It's conjecture, but it's likely. Apple as a company has put a high value on user privacy, which was heavily influenced by Steve. He was also known for maintaining a high degree of personal privacy for such a public figure (for instance, refusing to put plates on his car).
This reminds me of a friend of mine who proxies all his web traffic through something which strips user agents and referrers. It's very easy for me to tell when he visits my website, because the logs show "-" for each of these fields.
>This reminds me of a friend of mine who proxies all his web traffic through something which strips user agents and referrers. It's very easy for me to tell when he visits my website, because the logs show "-" for each of these fields.
I wonder if the best strategy, then, is to figure out a very common user agent string and use that. The EFF's Panopticlick might be a good start: https://panopticlick.eff.org.
That's really interesting. It sounds like an easy way to get targeted by the people who do want to track you, though. Still -- do you have any idea what he uses for that?
Apple is a company producing consumer devices, while the others are companies offering Internet services, which is what PRISM targets. Apple has only recently had some success in the Internet services space with iCloud.
The main difference before iCloud was that you had to pay for it. I can however remember that I've had free .me account before iCloud, so even .me must have had enough users.
Well, in the NSA's eyes, that main difference is important. Free (and highly pushed by the very popular iPhone and iPad) meant people actually starting using iCloud. The cost-benefit analysis shifted tremendously from .mac/MobileMe.
It is fun to think of Steve Jobs as the lone person saying "fuck you" to the NSA. But it isn't realistic. It isn't like the other companies are run by meek people who love bending over to authorities.
I can remember that I've had a free .me account before iCloud, so I believe even .me must have had enough users: it was freely available to every iDevice user. There were millions of them fast.
How does that follow? It is not just about the cost, but the amount of utility for the NSA. There are plenty of free services that are not on the PRISM list and I am sure even Apple employees would freely admit their pre-iCloud user numbers were disappointing. They would not have bothered to rebrand the service in the first place if they had a significant userbase.
Looking at the PRISM company list, we are talking data service companies with users in the tens of millions (minus the oddball Paltalk). Apple just wasn't in that group until recently.
I find it hard to believe that the NSA didn't see one of the most valuable and popular companies in the world as a priority until 2012. I bet they were salivating as soon as the first iPhone launched.
I don't think that would effect his chances.
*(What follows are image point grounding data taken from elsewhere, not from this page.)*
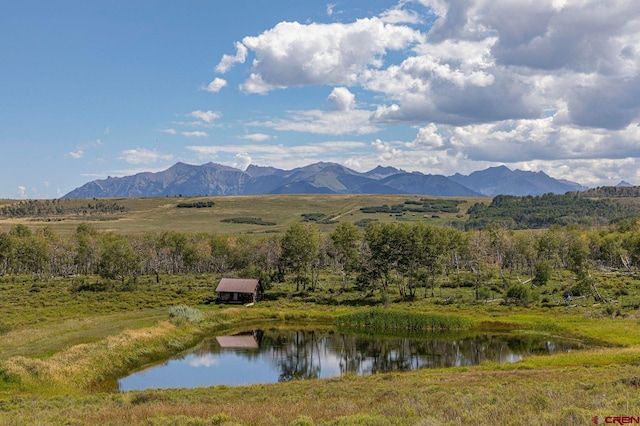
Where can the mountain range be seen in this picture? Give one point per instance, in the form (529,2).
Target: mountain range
(320,178)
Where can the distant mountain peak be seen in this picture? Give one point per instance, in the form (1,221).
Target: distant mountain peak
(324,177)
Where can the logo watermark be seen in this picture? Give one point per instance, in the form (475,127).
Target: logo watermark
(615,420)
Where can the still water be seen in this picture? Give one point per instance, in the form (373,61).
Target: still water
(276,355)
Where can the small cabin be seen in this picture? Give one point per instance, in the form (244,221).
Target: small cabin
(239,290)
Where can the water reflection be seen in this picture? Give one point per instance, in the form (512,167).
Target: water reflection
(275,355)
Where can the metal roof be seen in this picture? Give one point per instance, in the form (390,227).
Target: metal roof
(237,285)
(242,341)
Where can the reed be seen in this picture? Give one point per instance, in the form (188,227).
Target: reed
(380,319)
All of our latest presidents have admitted or have been proven to do illegal drugs of some sort. Not to mention that the U.S. government has done some crazy things with drugs, especially LSD.
Having gone thru the sec clearance thing in the 90s, the third thing is if you have financial issues (like an expensive addiction with much income) and some foreign intelligence service can "help". So they're pretty interested in finances. Which wouldn't have been a problem for Jobs...
A friend in college wanted to be an FBI agent, so I got to hear alot about this.
I believed they polygraphed you about drug use, and I recall that they had a threshold number of "experimental" sessions with marijuana that were ok, as long as you disclosed them during the background check and polygraph.
I remember an Australian talking about the various levels of clearance - confidential, secret negative (anything stand out in your history), secret positive (in-depth active examination of your history). He said that the process wasn't about finding dirt on you, it was about finding out if you had any dirt that could be leveraged against you. For example, if you were gay and being outed would be a problem, then that's leverage. If you didn't care and were clearly open about it, that's not leverage.
That harmonizes with my experience. I was interviewing for a "top secret" job with the US and spent some time studying the system and looking over the appeals rulings of the clearance process.
Generally, the key things were, "are you a crook? are you liable to be bribed/coerced?".
E.g. one chap was a transvestite, but the appeals court ruled that since his wife and minister knew, it wasn't something that could be leveraged against him.
Possible but unlikely. Steve Jobs was very influencial within Apple. Jobs' opinion was almost certainly a strong factor. Apple had been a leading and popular mobile phone manufacturer for many years before 2012, why wouldn't the NSA be interested in them?